Carving out time for a 20-minute focus on well-being is a paradigm shift. The 20-minute focus can occur at any time, but ideally, it happens during the school day. Try some of these strategies for students, staff, and educational leaders:
- Just as teachers assign students 20 minutes of silent reading, they can shift gears and assign students to move, exercise, meditate or walk.
- During planning periods, urge teachers to dedicate 20 minutes of their time to doing something relaxing – taking time to focus on themselves. Try journaling for 20 minutes. If your school has a treadmill or elliptical machine, use it for 20 minutes. Find a tree outside with a bench and allow the sun and wind to rejuvenate your well-being. It is amazing what nature can do for your overall mood and energy levels.
- Educational leaders will benefit from carving out 20 minutes after lunch to focus on themselves. Consider taking a walk, reading in the library or taking quiet time to simply catch your breath.
- After work, find 20 minutes to allow your brain to relax by reading a book, doing a crossword puzzle or sitting on the porch and watching traffic go by. This will have a positive impact on mood, relieve stress, and boost self-esteem, centeredness, and purpose.
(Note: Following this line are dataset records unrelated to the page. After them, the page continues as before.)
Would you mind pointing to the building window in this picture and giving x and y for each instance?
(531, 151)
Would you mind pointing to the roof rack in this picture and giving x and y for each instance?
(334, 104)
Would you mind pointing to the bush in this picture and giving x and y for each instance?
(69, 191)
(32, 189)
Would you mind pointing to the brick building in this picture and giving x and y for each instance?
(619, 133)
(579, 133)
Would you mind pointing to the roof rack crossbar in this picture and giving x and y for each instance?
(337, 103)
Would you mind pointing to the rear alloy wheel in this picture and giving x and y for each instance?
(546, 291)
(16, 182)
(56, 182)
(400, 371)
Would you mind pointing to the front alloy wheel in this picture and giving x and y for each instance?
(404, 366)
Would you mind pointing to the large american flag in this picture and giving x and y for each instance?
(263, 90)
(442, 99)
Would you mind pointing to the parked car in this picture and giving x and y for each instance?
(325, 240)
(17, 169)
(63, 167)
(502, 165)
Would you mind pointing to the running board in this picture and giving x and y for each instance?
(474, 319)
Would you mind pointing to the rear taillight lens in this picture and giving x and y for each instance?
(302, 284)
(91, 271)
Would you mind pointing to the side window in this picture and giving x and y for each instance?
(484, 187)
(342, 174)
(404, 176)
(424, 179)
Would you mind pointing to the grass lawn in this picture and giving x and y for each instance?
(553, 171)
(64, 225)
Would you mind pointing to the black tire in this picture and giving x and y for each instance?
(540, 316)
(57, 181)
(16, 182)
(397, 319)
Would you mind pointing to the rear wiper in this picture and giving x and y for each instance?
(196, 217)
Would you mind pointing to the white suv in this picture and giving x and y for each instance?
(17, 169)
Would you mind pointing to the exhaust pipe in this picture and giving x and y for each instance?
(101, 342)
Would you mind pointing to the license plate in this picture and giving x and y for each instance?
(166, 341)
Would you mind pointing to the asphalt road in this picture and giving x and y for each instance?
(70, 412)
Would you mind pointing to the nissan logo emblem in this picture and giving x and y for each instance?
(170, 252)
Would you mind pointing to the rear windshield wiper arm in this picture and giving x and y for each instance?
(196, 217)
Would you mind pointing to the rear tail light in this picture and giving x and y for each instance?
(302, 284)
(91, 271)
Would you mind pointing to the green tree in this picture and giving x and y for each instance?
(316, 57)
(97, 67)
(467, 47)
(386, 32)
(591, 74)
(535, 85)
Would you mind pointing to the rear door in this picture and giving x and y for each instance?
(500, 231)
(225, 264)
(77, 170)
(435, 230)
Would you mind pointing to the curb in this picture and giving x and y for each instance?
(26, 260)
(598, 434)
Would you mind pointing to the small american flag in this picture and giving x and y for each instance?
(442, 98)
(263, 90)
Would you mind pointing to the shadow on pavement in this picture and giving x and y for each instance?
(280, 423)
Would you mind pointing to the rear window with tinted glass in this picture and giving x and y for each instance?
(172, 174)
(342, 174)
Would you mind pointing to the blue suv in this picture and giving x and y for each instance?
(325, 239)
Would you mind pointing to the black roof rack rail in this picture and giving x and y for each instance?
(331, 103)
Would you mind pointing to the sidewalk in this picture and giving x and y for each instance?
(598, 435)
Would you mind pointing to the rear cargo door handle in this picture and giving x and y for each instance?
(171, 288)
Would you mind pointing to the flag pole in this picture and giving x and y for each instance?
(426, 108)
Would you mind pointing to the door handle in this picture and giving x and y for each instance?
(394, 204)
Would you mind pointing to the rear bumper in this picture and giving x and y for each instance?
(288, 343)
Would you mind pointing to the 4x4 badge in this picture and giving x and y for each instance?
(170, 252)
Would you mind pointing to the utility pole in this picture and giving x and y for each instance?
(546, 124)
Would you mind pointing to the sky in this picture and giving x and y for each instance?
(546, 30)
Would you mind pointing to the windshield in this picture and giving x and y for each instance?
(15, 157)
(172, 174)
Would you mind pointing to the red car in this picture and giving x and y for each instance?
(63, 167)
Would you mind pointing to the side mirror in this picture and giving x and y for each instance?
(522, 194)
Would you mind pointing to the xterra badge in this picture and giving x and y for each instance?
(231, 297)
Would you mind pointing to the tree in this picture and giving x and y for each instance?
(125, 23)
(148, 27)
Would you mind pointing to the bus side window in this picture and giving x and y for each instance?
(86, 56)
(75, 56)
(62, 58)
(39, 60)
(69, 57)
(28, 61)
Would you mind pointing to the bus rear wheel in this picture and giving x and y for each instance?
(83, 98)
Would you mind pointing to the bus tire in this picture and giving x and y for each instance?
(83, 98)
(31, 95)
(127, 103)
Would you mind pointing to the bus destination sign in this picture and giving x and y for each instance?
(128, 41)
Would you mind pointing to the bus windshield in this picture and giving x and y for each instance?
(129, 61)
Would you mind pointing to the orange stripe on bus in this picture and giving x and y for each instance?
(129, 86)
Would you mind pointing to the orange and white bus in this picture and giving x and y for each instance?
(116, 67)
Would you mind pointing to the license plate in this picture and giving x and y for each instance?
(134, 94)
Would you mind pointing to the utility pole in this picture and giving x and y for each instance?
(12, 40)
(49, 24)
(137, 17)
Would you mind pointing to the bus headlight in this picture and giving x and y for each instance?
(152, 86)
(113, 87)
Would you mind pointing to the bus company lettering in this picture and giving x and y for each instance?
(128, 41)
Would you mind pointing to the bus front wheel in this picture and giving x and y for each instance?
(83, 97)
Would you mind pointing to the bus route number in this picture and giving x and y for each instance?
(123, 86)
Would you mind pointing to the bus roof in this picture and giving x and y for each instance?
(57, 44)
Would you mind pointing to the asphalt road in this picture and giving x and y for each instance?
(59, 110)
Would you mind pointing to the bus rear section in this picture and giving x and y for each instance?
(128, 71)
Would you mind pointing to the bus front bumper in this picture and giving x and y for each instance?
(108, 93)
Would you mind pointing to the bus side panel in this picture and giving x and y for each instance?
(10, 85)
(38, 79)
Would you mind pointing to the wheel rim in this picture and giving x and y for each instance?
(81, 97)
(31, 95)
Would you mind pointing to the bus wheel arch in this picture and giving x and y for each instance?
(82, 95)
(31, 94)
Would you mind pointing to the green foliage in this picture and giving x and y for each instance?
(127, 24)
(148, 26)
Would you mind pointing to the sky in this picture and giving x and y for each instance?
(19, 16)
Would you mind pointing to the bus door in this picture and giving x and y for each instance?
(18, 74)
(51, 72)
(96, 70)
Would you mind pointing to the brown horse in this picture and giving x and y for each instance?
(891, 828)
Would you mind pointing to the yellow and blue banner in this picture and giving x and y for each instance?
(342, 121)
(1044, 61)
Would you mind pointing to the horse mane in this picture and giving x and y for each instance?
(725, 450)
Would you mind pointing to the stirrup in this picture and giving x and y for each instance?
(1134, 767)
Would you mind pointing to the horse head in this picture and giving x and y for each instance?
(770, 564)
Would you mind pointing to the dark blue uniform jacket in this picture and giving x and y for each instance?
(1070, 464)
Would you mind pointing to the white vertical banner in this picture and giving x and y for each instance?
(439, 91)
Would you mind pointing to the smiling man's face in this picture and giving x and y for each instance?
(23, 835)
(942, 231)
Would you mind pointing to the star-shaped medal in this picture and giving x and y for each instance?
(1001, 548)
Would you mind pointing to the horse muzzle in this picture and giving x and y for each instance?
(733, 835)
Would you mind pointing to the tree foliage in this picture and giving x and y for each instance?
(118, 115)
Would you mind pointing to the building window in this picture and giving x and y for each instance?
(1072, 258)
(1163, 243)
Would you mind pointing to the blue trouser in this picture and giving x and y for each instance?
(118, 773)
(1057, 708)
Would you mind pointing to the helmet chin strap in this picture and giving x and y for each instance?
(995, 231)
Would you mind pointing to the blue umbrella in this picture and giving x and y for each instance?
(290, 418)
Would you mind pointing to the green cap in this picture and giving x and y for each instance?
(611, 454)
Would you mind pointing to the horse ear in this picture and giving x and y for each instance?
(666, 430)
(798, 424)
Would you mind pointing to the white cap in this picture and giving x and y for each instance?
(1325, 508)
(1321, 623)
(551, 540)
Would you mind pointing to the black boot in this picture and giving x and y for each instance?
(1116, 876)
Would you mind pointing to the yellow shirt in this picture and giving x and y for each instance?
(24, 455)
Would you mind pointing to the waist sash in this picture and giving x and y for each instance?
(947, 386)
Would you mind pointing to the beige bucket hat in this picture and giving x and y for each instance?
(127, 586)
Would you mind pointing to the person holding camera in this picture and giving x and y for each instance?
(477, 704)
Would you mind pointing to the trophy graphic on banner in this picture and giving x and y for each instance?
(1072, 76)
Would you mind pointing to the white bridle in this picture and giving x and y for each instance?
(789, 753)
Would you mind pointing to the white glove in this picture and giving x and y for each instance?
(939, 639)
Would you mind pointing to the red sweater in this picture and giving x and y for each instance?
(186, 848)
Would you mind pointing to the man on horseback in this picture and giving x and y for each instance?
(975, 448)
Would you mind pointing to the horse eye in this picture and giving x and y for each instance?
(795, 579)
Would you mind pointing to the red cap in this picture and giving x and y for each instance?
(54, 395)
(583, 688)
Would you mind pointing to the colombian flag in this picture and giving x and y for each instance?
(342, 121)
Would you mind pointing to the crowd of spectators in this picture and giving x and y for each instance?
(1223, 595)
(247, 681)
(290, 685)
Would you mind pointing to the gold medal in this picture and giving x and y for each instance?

These are just a few strategies that can help students, teachers and educational leaders to implement #Find20 in schools. Time is a valuable resource in education. Traditionally, we try to maximize each moment to ensure students are achieving, growing and ready for the next level. I would argue that we can optimize our use of time and, likely, those very same outcomes, by finding 20 minutes to focus on ourselves and derive an increase in focus, attentiveness, and productivity. By reallocating this time each day, teachers and education leaders will be surprised by how much better they will feel physically and mentally.